Infrastructure leaders are entering a new era where agentic AI transforms how networks and systems are managed. No longer bound by rigid workflows, IT teams can leverage AI agents to reason, adapt, and act – accelerating productivity, securing access, and enabling strategic innovation. This isn’t about replacing people; it’s about empowering your teams to deliver faster, safer, and more impactful outcomes.
Watch this video, featuring insights from Bob Laliberte, Principal Analyst at theCUBE Research, in an AnalystANGLE discussion with Chris Wade, Co-Founder & CTO of Itential.
Key Takeaways for Infrastructure Leaders
- Evolve Beyond Automation: Shift from fixed workflows to intelligent, reasoned workflows driven by AI.
- Free Teams for Strategy: Automate routine tasks to unlock time for high-value, revenue-driving initiatives.
- Secure AI Adoption: Put guardrails in place (RBAC, NCP server) to control how agents interact with infrastructure.

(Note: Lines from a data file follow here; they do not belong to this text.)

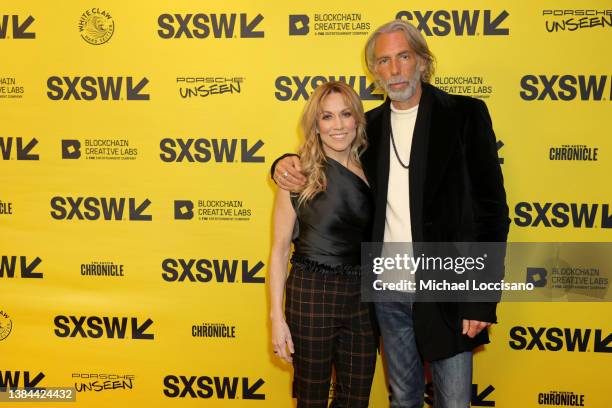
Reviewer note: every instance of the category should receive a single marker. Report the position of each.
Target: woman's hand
(281, 339)
(288, 174)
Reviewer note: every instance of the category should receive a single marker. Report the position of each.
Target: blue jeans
(452, 377)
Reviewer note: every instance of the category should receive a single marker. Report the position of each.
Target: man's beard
(402, 95)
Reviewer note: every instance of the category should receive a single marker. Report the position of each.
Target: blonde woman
(324, 322)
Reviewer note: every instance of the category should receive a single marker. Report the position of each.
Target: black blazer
(456, 195)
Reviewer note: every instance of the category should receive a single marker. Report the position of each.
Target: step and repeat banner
(135, 198)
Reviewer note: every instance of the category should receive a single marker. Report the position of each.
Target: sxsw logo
(71, 149)
(90, 88)
(298, 24)
(200, 26)
(537, 277)
(211, 270)
(20, 28)
(457, 22)
(183, 209)
(96, 327)
(213, 387)
(23, 150)
(207, 150)
(558, 339)
(9, 265)
(561, 215)
(295, 87)
(566, 87)
(99, 208)
(19, 379)
(499, 144)
(479, 398)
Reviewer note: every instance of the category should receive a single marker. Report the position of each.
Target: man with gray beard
(433, 169)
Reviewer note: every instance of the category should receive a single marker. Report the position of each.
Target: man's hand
(288, 174)
(473, 327)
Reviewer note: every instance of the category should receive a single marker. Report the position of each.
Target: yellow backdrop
(135, 201)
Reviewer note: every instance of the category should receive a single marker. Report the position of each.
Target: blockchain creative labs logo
(297, 87)
(562, 215)
(18, 148)
(566, 87)
(98, 149)
(569, 278)
(561, 399)
(6, 325)
(212, 210)
(96, 26)
(208, 86)
(10, 88)
(6, 208)
(102, 269)
(576, 152)
(213, 330)
(329, 24)
(102, 382)
(474, 86)
(458, 22)
(560, 20)
(19, 27)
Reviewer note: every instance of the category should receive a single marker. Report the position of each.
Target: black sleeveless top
(330, 227)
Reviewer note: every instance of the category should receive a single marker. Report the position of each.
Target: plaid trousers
(329, 326)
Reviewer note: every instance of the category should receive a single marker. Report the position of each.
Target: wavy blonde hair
(312, 155)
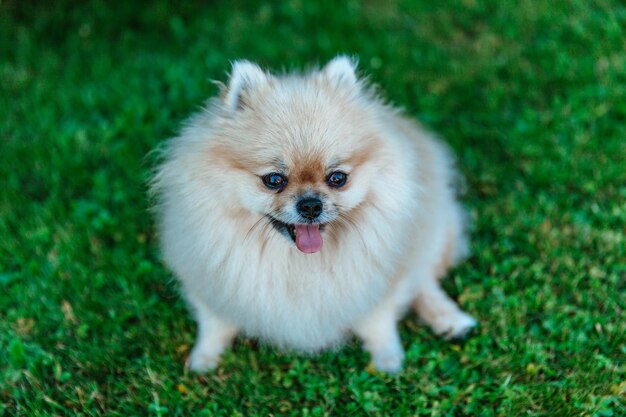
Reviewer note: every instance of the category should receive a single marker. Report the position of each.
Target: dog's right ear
(244, 76)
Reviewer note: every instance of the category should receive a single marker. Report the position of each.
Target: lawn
(530, 94)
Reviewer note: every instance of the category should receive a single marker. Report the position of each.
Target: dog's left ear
(244, 77)
(341, 70)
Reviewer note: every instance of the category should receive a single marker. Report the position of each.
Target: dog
(301, 208)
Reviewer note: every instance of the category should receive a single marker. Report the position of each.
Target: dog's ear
(341, 70)
(244, 77)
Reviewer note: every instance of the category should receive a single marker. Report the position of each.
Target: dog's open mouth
(306, 236)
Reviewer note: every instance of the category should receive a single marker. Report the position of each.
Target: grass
(530, 94)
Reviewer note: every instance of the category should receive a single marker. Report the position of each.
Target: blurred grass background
(531, 95)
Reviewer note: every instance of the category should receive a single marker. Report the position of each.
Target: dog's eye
(274, 181)
(337, 179)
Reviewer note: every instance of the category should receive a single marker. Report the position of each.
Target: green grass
(530, 94)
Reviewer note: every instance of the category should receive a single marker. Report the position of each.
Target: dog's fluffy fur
(388, 234)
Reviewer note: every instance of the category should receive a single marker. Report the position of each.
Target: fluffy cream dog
(300, 209)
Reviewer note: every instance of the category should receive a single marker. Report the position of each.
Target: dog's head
(301, 152)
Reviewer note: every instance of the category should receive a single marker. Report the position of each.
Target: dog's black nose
(309, 208)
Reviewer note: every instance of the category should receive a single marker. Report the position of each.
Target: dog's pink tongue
(308, 238)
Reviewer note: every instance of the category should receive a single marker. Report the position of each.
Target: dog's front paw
(454, 325)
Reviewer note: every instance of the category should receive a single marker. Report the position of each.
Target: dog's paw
(202, 360)
(389, 360)
(454, 325)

- Accelerate Innovation with Micro Apps: Use AI to rapidly build lightweight, purpose-built apps for teams -delivered in hours, not weeks.

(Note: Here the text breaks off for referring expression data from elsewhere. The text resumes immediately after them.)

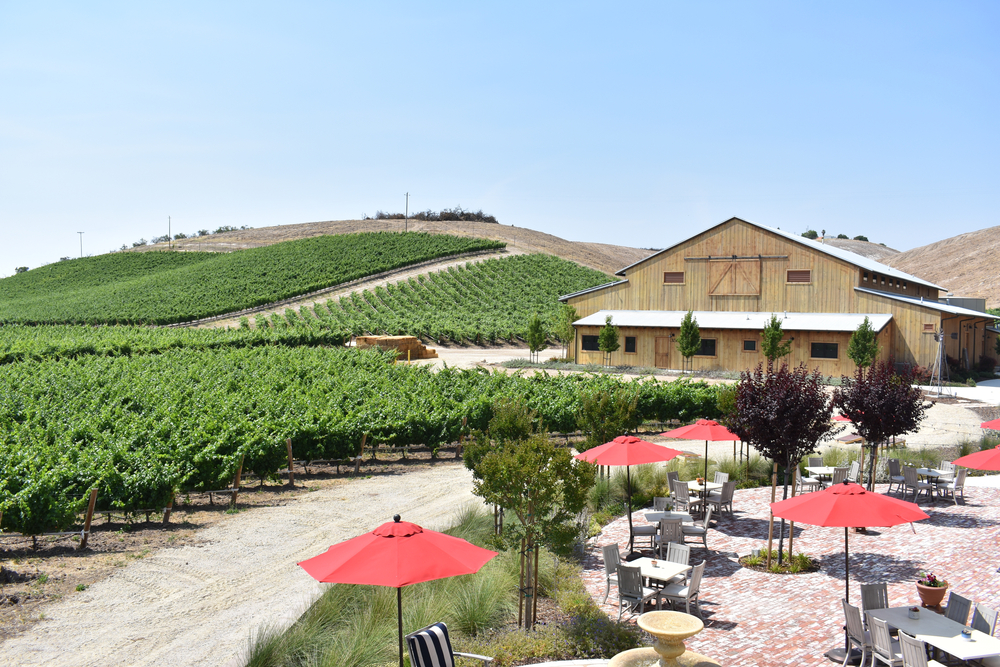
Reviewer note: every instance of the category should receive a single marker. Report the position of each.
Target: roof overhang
(671, 319)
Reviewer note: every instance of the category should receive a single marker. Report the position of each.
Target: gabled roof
(737, 320)
(845, 255)
(935, 305)
(592, 289)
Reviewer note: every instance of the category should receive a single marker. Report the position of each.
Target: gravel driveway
(199, 605)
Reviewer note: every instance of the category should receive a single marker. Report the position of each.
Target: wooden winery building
(736, 274)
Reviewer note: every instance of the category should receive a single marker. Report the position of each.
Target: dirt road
(198, 605)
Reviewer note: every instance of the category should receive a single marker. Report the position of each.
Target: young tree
(607, 340)
(536, 336)
(863, 346)
(563, 328)
(784, 414)
(689, 338)
(544, 487)
(771, 344)
(882, 404)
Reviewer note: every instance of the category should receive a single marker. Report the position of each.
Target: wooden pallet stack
(409, 347)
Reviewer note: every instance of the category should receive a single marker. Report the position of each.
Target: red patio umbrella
(703, 429)
(397, 554)
(627, 450)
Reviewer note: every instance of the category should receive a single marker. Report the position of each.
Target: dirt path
(198, 605)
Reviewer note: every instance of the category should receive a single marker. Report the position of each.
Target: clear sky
(629, 123)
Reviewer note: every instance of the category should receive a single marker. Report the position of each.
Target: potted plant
(931, 589)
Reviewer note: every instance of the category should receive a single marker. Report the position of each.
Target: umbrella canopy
(846, 506)
(703, 429)
(988, 459)
(627, 450)
(397, 554)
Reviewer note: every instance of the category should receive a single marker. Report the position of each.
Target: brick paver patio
(755, 618)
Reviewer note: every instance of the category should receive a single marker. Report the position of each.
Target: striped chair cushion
(430, 647)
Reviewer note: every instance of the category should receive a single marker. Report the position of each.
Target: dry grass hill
(600, 256)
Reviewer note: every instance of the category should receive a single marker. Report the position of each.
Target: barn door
(662, 359)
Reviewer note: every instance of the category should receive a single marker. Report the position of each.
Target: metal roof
(737, 320)
(935, 305)
(592, 289)
(845, 255)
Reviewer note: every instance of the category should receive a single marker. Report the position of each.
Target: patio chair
(954, 487)
(431, 647)
(631, 592)
(670, 531)
(699, 531)
(895, 476)
(839, 475)
(915, 652)
(984, 619)
(856, 633)
(884, 647)
(874, 596)
(723, 498)
(686, 592)
(912, 481)
(958, 608)
(611, 561)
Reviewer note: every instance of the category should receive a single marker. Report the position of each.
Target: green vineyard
(138, 428)
(480, 303)
(168, 287)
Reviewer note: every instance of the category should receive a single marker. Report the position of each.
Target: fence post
(88, 519)
(236, 482)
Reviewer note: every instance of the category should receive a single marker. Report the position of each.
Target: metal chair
(884, 647)
(611, 561)
(915, 652)
(856, 633)
(687, 592)
(958, 608)
(431, 647)
(631, 592)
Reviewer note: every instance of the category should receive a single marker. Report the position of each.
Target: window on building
(824, 350)
(799, 276)
(707, 348)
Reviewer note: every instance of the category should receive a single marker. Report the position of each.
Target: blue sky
(629, 123)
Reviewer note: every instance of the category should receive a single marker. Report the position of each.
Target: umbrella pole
(399, 622)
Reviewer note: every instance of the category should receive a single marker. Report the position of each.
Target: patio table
(941, 632)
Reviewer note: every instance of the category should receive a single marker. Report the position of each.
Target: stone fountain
(670, 628)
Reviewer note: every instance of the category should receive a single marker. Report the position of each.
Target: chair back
(958, 608)
(855, 628)
(914, 651)
(874, 596)
(881, 638)
(984, 619)
(629, 582)
(679, 553)
(430, 647)
(670, 530)
(611, 558)
(695, 583)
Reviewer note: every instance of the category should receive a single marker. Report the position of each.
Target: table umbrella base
(837, 655)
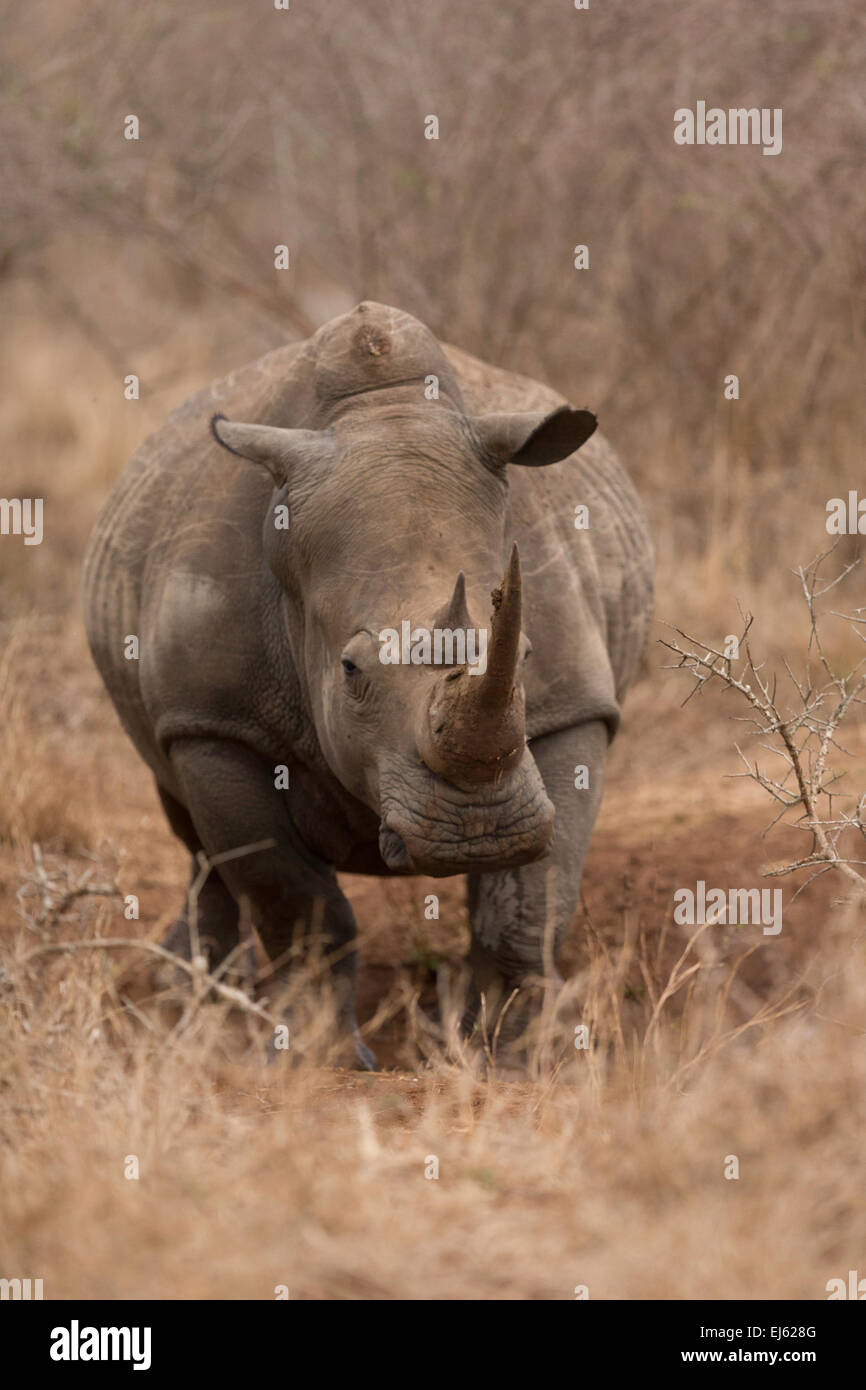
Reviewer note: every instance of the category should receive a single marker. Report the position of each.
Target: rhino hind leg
(293, 898)
(520, 916)
(217, 916)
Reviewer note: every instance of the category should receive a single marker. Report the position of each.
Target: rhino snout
(434, 827)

- Enable Same-Day Change: Meet business demand with faster provisioning and configuration updates.
- Balance AI & Human Oversight: Start with low-risk tasks fully automated; keep humans in the loop for complex changes.
- Future-Ready Infrastructure: Position your organization to securely connect centralized AI models with distributed infrastructure.

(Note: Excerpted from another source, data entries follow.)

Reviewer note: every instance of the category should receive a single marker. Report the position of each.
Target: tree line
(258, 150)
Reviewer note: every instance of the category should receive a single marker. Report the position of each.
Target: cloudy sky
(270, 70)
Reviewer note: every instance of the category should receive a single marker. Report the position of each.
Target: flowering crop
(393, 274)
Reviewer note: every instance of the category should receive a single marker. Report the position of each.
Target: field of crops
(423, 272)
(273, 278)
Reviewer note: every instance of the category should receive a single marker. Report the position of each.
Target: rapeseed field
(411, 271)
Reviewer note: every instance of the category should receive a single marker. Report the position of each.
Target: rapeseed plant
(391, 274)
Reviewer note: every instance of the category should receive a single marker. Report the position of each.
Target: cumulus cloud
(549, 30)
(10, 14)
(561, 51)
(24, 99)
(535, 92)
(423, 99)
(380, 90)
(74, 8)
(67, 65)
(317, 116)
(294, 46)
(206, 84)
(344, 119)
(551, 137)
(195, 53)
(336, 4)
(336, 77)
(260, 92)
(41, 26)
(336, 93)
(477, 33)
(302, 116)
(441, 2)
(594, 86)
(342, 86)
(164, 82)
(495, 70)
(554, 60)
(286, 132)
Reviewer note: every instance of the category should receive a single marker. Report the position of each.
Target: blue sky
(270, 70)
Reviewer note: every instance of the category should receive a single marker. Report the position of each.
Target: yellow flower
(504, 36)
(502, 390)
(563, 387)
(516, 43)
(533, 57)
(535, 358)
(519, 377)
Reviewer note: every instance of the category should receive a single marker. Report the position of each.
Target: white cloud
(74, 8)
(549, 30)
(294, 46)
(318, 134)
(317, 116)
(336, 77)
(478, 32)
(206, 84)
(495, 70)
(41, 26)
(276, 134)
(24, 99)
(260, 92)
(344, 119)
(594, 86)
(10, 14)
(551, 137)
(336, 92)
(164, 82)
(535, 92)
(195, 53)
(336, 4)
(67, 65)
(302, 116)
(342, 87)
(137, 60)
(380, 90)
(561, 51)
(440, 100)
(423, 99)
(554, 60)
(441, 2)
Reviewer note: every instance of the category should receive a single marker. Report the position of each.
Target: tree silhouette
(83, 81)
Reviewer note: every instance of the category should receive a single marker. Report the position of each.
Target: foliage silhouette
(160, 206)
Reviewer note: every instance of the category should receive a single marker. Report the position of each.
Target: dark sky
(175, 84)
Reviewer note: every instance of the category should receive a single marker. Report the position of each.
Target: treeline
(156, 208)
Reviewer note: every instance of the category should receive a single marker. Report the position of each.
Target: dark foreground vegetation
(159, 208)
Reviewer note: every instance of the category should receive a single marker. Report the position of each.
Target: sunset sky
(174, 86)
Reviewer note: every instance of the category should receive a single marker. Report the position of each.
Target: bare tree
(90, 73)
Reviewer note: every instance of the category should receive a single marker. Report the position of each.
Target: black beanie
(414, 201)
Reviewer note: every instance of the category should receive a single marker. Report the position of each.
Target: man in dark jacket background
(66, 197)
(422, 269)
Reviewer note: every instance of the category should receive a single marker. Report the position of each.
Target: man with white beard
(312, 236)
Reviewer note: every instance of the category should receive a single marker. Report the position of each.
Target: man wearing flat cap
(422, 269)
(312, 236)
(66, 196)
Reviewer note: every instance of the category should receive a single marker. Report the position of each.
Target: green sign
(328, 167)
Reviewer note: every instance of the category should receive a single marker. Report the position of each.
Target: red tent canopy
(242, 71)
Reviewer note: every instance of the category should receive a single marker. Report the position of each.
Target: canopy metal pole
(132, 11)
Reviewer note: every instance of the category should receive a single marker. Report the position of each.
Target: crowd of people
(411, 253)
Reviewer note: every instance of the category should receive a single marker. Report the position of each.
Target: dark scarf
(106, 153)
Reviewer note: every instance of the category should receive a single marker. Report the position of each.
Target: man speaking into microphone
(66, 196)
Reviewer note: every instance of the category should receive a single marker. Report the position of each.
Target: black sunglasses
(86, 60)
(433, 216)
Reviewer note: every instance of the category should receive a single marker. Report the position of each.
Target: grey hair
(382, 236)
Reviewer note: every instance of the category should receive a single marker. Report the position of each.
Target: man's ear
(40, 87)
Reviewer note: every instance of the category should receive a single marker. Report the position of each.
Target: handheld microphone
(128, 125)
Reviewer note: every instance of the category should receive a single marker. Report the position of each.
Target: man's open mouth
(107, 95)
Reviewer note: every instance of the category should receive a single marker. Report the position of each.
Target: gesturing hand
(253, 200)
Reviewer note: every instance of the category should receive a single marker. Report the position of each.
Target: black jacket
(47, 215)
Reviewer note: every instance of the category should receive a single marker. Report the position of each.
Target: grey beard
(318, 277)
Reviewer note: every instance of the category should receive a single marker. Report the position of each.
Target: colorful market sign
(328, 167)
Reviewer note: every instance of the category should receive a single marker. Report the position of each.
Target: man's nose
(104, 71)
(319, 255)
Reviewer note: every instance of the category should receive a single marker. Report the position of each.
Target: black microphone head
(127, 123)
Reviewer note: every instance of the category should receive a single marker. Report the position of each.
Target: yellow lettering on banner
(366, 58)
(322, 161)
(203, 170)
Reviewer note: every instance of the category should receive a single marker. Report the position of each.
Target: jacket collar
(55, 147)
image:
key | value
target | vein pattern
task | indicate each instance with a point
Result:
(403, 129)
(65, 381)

- Practical Next Steps: Invest in programmability, orchestration, and AI-ready infrastructure today to stay ahead of the curve.
Video Notes
00:00 Intro
00:06 From Analysis to Agency: Transforming AI Perspectives
02:24 Automation and Strategic Workflows
05:36 Securing Agentic Applications
07:48 The Role of Micro Apps & Vibe Coding
11:32 Reimagining Infrastructure and IT Operations
14:00 Real-World Applications of MCP
18:30 Guiding the Future: Human Oversight & AI in InfrastructureView Transcript
Bob Laliberte>> Hello, and welcome to this AnalystANGLE titled From Automation to Agentic AI: Securing the Future of Infrastructure. I’m Bob Laliberte, principal analyst for theCUBE Research. And today, as the title suggests, we’re going to be talking about agentic AI and its impact on managing your infrastructure. As enterprises experiment with micro apps and vibe coding, one of the questions that arises is how do you orchestrate and secure at all? Well, joining me today is Chris Wade, co-founder and chief technology officer at Itential to discuss how their platform is helping enterprises navigate this shift. So, thanks for joining us today, Chris.
Chris Wade>> Thanks for having me, Bob. – Yeah,
Bob Laliberte>> I mean this is really interesting to me. You’ve been working and developing solutions for automation and orchestration for a couple of years now, but you’re now expanding that conversation and starting to talk more about how you’re enabling agentic application. So, I think I’d like to get started there, if that’s okay with you. And to provide context, how do you see agentic AI changing the way that enterprises are interacting with their infrastructure?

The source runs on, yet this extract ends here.